Les joutes languedociennes de la Saint-Louis à Sète ne sont pas seulement l'affaire des jouteurs. Dans l'ombre, les rameurs de l'association sétoise jouent un rôle essentiel. Ils sont les véritables maîtres à bord des barques, menant les embarcations lors des tournois. Leur histoire est tissée de légendes, comme celle des frères Loulou Molle et André Lubrano, deux Pointus qui ont présidé aux destinées des barques bleue et rouge jusqu'en 2012.
Une tradition de pêcheurs
La rame à Sète est avant tout une affaire de Pointus, ces pêcheurs qui travaillaient à la force des bras. L'Association des rameurs sétois "Pointe Courte" a été fondée par Morizot (Michel Izoird). Aujourd'hui, le président Sébastien Fabre, avec dix ans de rame dans les bras, perpétue cette tradition. "On vit, on meurt ensemble", explique Bruce Sellier, descendant des premières femmes jouteuses. Les rameurs peuvent ramer jusqu'à six heures d'affilée, sans relais, sur cinq tournois de la Saint-Louis.

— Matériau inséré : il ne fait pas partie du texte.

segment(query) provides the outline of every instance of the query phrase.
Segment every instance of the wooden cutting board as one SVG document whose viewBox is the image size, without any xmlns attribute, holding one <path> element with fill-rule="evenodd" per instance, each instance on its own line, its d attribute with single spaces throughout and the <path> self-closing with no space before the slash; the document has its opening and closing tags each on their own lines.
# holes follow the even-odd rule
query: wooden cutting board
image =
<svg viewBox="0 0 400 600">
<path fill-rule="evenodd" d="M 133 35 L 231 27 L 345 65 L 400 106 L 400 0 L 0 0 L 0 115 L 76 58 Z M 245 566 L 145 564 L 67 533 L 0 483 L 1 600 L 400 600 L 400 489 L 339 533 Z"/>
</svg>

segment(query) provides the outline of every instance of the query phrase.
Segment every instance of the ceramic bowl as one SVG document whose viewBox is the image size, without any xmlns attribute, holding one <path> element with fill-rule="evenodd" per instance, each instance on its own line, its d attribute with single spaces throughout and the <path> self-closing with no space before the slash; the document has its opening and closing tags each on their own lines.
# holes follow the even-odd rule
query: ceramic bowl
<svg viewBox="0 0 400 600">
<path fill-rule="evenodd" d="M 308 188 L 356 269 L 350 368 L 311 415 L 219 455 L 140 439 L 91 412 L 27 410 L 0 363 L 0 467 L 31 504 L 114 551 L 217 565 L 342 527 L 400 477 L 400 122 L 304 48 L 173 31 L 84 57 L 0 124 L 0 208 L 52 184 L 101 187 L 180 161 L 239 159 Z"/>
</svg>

L'endurance et la cohésion
Chaque barque nécessite dix hommes et un barreur. Les rameurs se croisent environ 150 fois par tournoi, parcourant une dizaine de kilomètres. "Mais on ne s'ennuie pas, les barques sont vivantes, on discute, ça chambre", confie Bruce Sellier. Chacun apporte le goûter à tour de rôle. La cohésion est primordiale. Certains rameurs ont la soixantaine passée, mais la passion du sport et des traditions les anime. Ils s'entraînent avec Cettarames, le club de rames traditionnel de Sète.
Le rôle clé des rameurs
David et Mikaël Martinez, frères avec respectivement 15 et 20 ans de pratique, illustrent bien l'importance des postes. Mikaël est à l'arrière, où la barque est surélevée et les rames plus longues. "Les deux rameurs devant donnent la cadence. Lors des passes, on allonge le mouvement pour stabiliser la barque", explique David. Les jouteurs peuvent refuser la passe si la barque n'est pas stable. Alain Le Bail, jouteur devenu barreur, lève la main pour donner le départ. "Un bon barreur économise ses rameurs", dit-il. Les risques de blessure existent, comme lorsque Mikaël a reçu une rame sur la tête.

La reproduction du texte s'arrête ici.